Niederzier : Erfolgreiche „Zahn-OP“ bei Bagger 291
Niederzier Stephan Keller war die Erleichterung ins Gesicht geschrieben. Kein Anecken, nicht einmal ein Ruckeln. Scheinbar mühelos hoben die Fahrer der drei 500-Tonnen-Spezialkräne das neue, 130 Tonnen schwere Schaufelrad von Bagger 291 zentimetergenau in den Stahlbau des Auslegers.
Der Gesamtprojektleiter atmete tief durch und räumte ein: „In der vergangenen Nacht habe ich schon ein wenig unruhig geschlafen.“
Der 1983 gebaute Bagger 291 ist zwar bereits der vierte im Tagebau Hambach, der in diesen Wochen ein neues Gebiss bekommt. Von Routine aber wollen Keller und Tagebauleiter Thomas Körber dennoch nicht sprechen. „130 Tonnen mit drei Großkränen passgenau zu jonglieren ist immer eine große Herausforderung für die Ingenieure“, betonte Körber. „Tagesgeschäft sieht anders aus.“
In seinen 32 Betriebsjahren im Tagebau Hambach hat der stählerne Gigant rund 1,5 Milliarden Kubikmeter Abraum bewegt, täglich rund 240.000 Kubikmeter — genug, um tagein tagaus ein Fußballstadion 30 Meter hoch zuzuschütten. Eine unvorstellbare Menge, die am und im Schaufelrad so deutliche Spuren hinterlassen hat, dass es ausgetauscht werden musste.

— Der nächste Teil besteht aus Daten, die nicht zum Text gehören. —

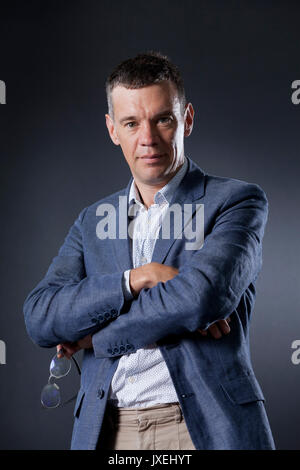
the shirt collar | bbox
[129,157,188,207]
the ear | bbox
[184,103,195,137]
[105,114,120,145]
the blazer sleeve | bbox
[24,208,124,347]
[92,184,268,357]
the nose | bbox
[139,122,158,147]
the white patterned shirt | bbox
[108,158,187,408]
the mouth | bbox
[140,154,165,163]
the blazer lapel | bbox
[111,157,205,271]
[152,157,205,263]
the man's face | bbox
[106,81,194,185]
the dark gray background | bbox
[0,0,300,449]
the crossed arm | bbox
[56,262,230,358]
[24,185,267,357]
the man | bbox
[24,53,274,450]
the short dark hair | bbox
[106,51,186,116]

Und nicht nur das. Tagebaubetreiber RWE Power investiert in diesen Wochen rund 15 Millionen Euro in die Grundinstandsetzung des Giganten, der noch viele Jahre im Tagebau Hambach benötigt wird, wie der für die Braunkohle zuständige Konzernvorstand Dr. Ulrich Hartmann betonte. Er ließ keinen Zweifel daran, dass sich eine solche Investition trotz der aktuell wieder entfachten Diskussion um die Zukunft der Braunkohleverstromung noch lohne.
„Der Tagebau Hambach wird noch viele Jahre benötigt, um in Deutschland kostengünstig, effizient und verlässlich Strom zu erzeugen.“ Hartmann sprach sich für einen offenen Dialog und eine inhaltliche Auseinandersetzung über die Zukunft der Braunkohle aus und rief zur Besonnenheit in der Diskussion auf. Scharfe Kritik übte er an den Aktivisten, die — zum Teil vermummt — immer wieder Mitarbeiter des Konzerns angriffen.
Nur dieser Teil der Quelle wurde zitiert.